They demanded, in concert, to be told what he was talking about. Who had come?
Hezekiah's joy made him scarcely articulate, but he did his best.
"Philander Jarvis has just landed," he proclaimed, "come down in his catboat, he did. He's goin' to open up his shanty and go coddin' from here, 'stead of South Orham. . . . Oh, hold on a minute! that ain't nothin'; the rich part's astern. Who do you cal'late's come to keep house for him? Come to live right next door? Haw, haw, haw! Jemima Gammon, that's who. Seleucus spied 'em from the tower and he was down to the beach when they landed. You'd ought to see his face. He's there now, helpin' get the dunnage ashore. Come on, fellows, quick!"
There was a howl of ecstasy from the mess room and a tumultuous exit. Calvin, leaving his letter, rose and followed. In the cove the Jarvis fishing boat was anchored, a dory was pulled up on the beach, and from that dory Mr. Gammon and a stolid individual whom Homer recognized as Philander Jarvis were lifting bundles and a battered trunk. Superintending the trunk's transfer was a little, sharp-featured woman, with a protruding chin, and lips which snapped together like the spring lid of a tin tobacco box. Surrounding the trio was the group of delighted life savers.
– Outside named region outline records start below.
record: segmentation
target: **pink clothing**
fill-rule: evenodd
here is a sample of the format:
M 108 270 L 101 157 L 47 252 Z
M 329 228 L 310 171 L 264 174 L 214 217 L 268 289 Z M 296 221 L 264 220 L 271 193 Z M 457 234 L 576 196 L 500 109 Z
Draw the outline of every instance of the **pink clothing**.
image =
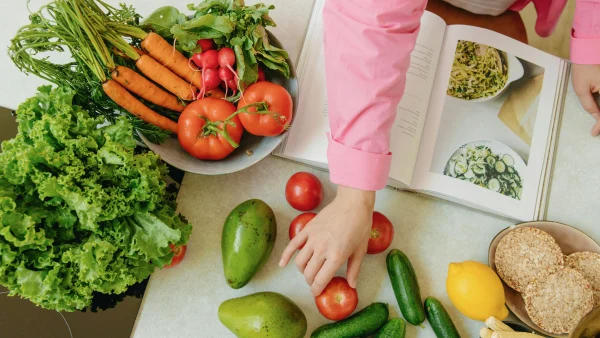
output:
M 536 31 L 548 36 L 567 0 L 533 2 Z M 576 0 L 571 60 L 600 64 L 600 0 Z M 426 0 L 326 0 L 323 10 L 331 181 L 362 190 L 385 187 L 390 133 L 404 92 Z

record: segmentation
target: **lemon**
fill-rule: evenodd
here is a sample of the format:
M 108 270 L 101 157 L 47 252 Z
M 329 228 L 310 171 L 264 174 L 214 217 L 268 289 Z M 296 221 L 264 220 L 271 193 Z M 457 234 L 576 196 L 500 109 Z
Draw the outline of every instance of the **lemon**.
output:
M 452 304 L 471 319 L 485 321 L 494 316 L 502 320 L 508 316 L 502 282 L 485 264 L 475 261 L 450 263 L 446 292 Z

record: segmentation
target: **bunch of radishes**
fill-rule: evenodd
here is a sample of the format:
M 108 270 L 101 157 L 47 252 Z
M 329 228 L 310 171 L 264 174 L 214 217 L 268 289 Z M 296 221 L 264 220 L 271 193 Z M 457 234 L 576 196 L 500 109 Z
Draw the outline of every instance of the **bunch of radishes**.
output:
M 231 90 L 234 94 L 238 90 L 239 77 L 233 69 L 235 65 L 235 53 L 229 47 L 215 49 L 215 43 L 211 39 L 198 41 L 198 46 L 202 48 L 202 53 L 196 53 L 192 56 L 192 61 L 202 69 L 202 93 L 203 97 L 207 92 L 223 85 L 225 93 Z M 265 74 L 262 69 L 258 69 L 258 81 L 264 81 Z

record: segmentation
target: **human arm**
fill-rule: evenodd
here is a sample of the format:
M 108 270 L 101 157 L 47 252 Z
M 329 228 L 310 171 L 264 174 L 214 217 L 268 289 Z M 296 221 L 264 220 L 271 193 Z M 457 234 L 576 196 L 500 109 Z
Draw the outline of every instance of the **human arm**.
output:
M 348 258 L 356 285 L 366 253 L 375 191 L 391 165 L 390 133 L 426 1 L 327 0 L 323 11 L 329 107 L 328 160 L 339 185 L 325 207 L 285 249 L 319 295 Z
M 600 91 L 600 0 L 577 0 L 571 31 L 573 88 L 583 108 L 594 117 L 592 135 L 600 134 L 600 109 L 593 93 Z

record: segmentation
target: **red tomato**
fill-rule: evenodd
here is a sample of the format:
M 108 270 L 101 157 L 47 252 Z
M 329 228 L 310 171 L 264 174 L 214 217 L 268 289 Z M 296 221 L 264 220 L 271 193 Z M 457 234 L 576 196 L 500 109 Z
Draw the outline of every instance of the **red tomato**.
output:
M 312 219 L 315 218 L 315 216 L 317 216 L 317 214 L 315 214 L 314 212 L 305 212 L 296 216 L 296 218 L 292 220 L 292 223 L 290 223 L 290 240 L 296 237 L 300 233 L 300 231 L 302 231 L 302 229 L 306 227 L 308 222 L 312 221 Z M 300 249 L 302 249 L 303 247 L 304 244 L 300 247 Z
M 325 290 L 315 298 L 317 308 L 329 320 L 342 320 L 348 317 L 358 305 L 358 292 L 343 277 L 333 277 Z
M 394 226 L 392 222 L 382 213 L 373 213 L 373 226 L 371 226 L 371 237 L 369 237 L 369 248 L 367 253 L 374 255 L 384 252 L 394 239 Z
M 184 246 L 174 246 L 173 244 L 169 244 L 171 247 L 171 252 L 174 252 L 173 259 L 170 264 L 165 265 L 165 268 L 172 268 L 175 265 L 181 263 L 183 258 L 185 257 L 185 253 L 187 252 L 187 245 Z
M 257 114 L 256 107 L 248 108 L 248 113 L 240 113 L 244 128 L 253 135 L 276 136 L 283 133 L 292 122 L 292 97 L 282 86 L 261 81 L 244 91 L 238 109 L 247 105 L 265 102 L 270 112 L 278 114 Z M 254 114 L 253 114 L 254 113 Z
M 323 200 L 321 181 L 311 173 L 295 173 L 285 185 L 285 199 L 296 210 L 313 210 Z
M 223 129 L 215 124 L 227 119 L 235 112 L 235 106 L 225 100 L 207 97 L 190 103 L 179 116 L 177 123 L 179 144 L 190 155 L 201 160 L 221 160 L 235 148 L 227 140 L 223 130 L 229 133 L 230 141 L 239 144 L 244 128 L 237 116 Z

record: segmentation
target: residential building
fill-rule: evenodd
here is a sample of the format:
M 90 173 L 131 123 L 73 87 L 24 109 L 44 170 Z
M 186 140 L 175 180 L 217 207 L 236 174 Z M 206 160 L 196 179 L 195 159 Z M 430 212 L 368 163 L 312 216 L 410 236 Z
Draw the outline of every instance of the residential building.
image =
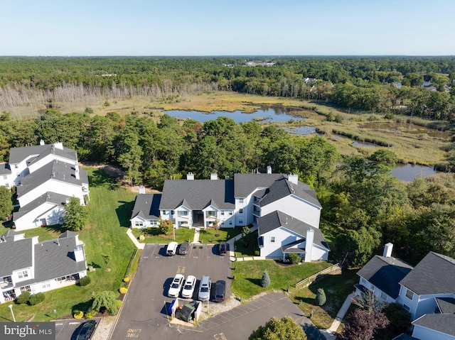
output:
M 411 314 L 412 336 L 419 340 L 455 339 L 455 260 L 429 252 L 415 267 L 392 257 L 392 243 L 358 274 L 356 293 L 373 292 Z
M 160 219 L 171 219 L 175 228 L 257 224 L 261 256 L 294 253 L 310 261 L 328 256 L 318 229 L 321 209 L 314 190 L 296 175 L 274 174 L 267 167 L 267 173 L 235 174 L 232 180 L 216 174 L 195 180 L 191 172 L 186 180 L 166 180 L 162 194 L 137 195 L 130 221 L 132 228 L 158 226 Z
M 11 148 L 0 175 L 0 184 L 17 187 L 20 208 L 13 214 L 17 231 L 62 224 L 70 197 L 81 204 L 90 199 L 87 172 L 80 168 L 76 151 L 61 143 Z
M 9 230 L 0 237 L 0 303 L 23 292 L 47 292 L 73 285 L 87 275 L 84 243 L 77 233 L 40 242 Z M 7 261 L 6 259 L 8 259 Z

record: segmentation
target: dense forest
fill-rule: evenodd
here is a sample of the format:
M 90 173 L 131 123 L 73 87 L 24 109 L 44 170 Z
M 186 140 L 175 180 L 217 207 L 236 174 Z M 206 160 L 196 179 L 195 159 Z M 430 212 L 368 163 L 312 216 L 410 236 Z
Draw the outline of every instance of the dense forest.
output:
M 252 60 L 255 66 L 247 66 Z M 451 57 L 4 57 L 0 109 L 90 96 L 156 97 L 220 90 L 451 121 L 454 79 Z
M 166 178 L 188 172 L 197 178 L 218 172 L 296 173 L 317 192 L 323 207 L 321 228 L 332 256 L 361 265 L 385 242 L 417 263 L 428 251 L 455 257 L 455 177 L 453 174 L 405 183 L 392 175 L 396 155 L 380 148 L 370 156 L 342 159 L 319 136 L 291 135 L 274 126 L 227 117 L 181 124 L 164 115 L 156 124 L 146 115 L 63 114 L 48 109 L 33 121 L 0 120 L 4 160 L 9 148 L 62 141 L 81 161 L 122 167 L 131 185 L 161 189 Z
M 256 61 L 256 66 L 247 66 Z M 274 63 L 264 66 L 259 62 Z M 323 102 L 365 111 L 454 121 L 453 57 L 0 57 L 0 160 L 11 147 L 61 141 L 82 161 L 122 167 L 131 185 L 160 190 L 165 179 L 193 172 L 296 173 L 317 192 L 321 229 L 336 260 L 368 261 L 384 243 L 416 263 L 428 251 L 455 258 L 453 174 L 405 183 L 392 176 L 396 155 L 378 148 L 342 158 L 323 138 L 287 133 L 220 117 L 180 124 L 164 115 L 63 114 L 53 103 L 87 98 L 168 97 L 235 91 Z M 429 82 L 434 88 L 424 87 Z M 33 119 L 9 109 L 47 107 Z M 454 144 L 454 143 L 452 143 Z M 455 164 L 455 146 L 447 150 Z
The little woman's lips were shut only occasionally. For the most part they were open and words--many words--issued from between them.
"For mercy sakes be careful of that trunk!" she commanded, shrilly. "Look out! Look out, you'll drop it right souse into the water. Seleucus Gammon, if you get them things of mine wet I declare I'll make you go in swimmin' after 'em. Be careful! Of course," with some sarcasm, "a lady might think there was grown men enough standin' around here to bear a hand, but it appears everybody's too busy. I've heard," the sarcasm more emphatic, "about how busy some folks are down here, but--Oh, how d'ye do, Mr. Homer? I'm havin' a time, ain't I? Seleucus, you be careful of that box! It's got my--well, never mind what's in it; I don't want it wet, anyhow. Nice day, ain't it, Mr. Homer?"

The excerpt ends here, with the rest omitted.